Bad come hereTo ask someone to come over and speak to you, the signal is almost the reverse. Rotate the hand so fingers point down and then use four fingers together in a brushing motion toward yourself. It’s very subtle and much more self-effacing.

But one of my favorites, and sadly I could not find a suitable photo or drawing– it would need YouTube– is used when no further assistance will be offered you, because… really, it is beyond the control of the person to help. In fact, it may be assumed the powers of the universe have conspired to block your path. Nothing to be done. Sorry.

It is our version of the shoulder shrug, but Costa Ricans, being who they are, have made it so much more expressive, and it shows the receiver just how futile it all is.

So, pull both hands up to your chest, the standard stick’um up position, palms facing outward.

Now, the next steps have to happen simultaneously and with practice you can really put some drama into it. Rotate the palms up and outward (It can’t be helped). Shrug your shoulders (Really, it’s not my fault). Now frown slightly (I’ve tried my best, but the universe says it can’t be done).

I see this gesture far more than I’d like.

When all else fails, the middle finger is far and away the most international sign. My husband has given it to some of those taxistas who bully their way around in city traffic. It’s not advised, though.

So you can practice those and next time I will tell you a bit about my current problem. Gusanos

Published by SC Morgan

I grew up in Oregon and learned not everything is black and white. Now I live in the jungles of Costa Rica where the shades of gray cover the full spectrum. I shoot my mouth off on my blog, social media sites, and sometimes I get published. You can find my blog here: https://scmorgancom.wordpress.com/

6 thoughts on “Hand Gestures, Costa Rican Style

  1. I shall memorize this for my visit to CR, hopefully next year. In Greece, we had quite a time learning the hand signals.
    To say good=bye, you use a signal that looks like Come Here in English.
    To say yes, they sort of shake the head sideways and mutter Neh, which looks and sounds a LOT more like NO.
    To say No, they nod their head like a Yes gesture and say, O-Hee, which looks and sounds like OK. Very confusing.


  2. Hi, Peggy, and thanks for stopping by. I definitely remember those contradictory affirmatives and negatives from my travels in Greece. Once you get the hang of it, though, returning to the USA version becomes equally confusing. You end up with a kind head rolling, hoping the person will figure out what you mean. 😉
    I hope you do make it here, and I have fingers crossed for good news in that regard.


  3. The only hand gesture I remember in Spain is using the closed fist with only the pinky standing and doing a slight twist of the wrist.

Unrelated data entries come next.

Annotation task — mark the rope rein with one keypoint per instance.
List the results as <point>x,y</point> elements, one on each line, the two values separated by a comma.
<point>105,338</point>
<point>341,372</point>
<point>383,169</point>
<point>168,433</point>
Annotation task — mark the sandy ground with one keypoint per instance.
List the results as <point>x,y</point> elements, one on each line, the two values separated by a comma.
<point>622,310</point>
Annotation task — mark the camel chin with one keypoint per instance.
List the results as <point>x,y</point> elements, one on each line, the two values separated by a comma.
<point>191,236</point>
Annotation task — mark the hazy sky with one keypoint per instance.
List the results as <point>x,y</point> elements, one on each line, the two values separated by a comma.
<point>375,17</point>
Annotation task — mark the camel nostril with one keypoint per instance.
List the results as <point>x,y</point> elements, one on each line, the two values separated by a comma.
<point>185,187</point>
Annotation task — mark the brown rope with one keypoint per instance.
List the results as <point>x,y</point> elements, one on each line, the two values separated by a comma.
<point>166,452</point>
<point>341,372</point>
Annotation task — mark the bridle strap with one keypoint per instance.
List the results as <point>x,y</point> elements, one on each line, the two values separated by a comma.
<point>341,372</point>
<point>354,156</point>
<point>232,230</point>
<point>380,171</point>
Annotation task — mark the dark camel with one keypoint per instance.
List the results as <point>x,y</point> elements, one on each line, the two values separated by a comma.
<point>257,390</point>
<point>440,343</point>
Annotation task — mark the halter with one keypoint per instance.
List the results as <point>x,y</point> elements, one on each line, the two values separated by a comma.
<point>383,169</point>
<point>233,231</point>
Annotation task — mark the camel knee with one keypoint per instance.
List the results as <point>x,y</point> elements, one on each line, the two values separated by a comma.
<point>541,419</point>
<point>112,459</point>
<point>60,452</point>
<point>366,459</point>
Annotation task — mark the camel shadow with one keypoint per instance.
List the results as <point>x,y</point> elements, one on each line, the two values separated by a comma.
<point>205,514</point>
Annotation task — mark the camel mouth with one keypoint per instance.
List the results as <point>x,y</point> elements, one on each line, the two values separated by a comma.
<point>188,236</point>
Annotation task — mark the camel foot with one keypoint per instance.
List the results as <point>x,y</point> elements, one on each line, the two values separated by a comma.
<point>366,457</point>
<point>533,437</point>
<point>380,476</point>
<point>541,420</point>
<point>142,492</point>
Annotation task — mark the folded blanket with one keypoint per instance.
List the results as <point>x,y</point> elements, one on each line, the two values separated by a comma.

It basically accompanies a story about recochineo.

    But then again I was always told that to use hand gestures was not a sign of good breeding and that if I was planning to punctuate my conversation with gestures they should be subtle and graceful. Such was the charm school in the Schiller household.


    1. People here talk with their hands, making driving and talking on a cell impossible. The upper class have fewer and more subtle gestures, for sure, but they are still there. Your mother taught you well, Rebeca.


    1. Wow, Helen, I was unaware of the middle finger as the victory sign. I always thought it was the index and middle finger–like the hippie peace sign. Interesting. I find hand gestures fascinating. In the research for this post I ran across all kinds of websites with gestures from around the world, but surprisingly few for Costa Rica, which has so many.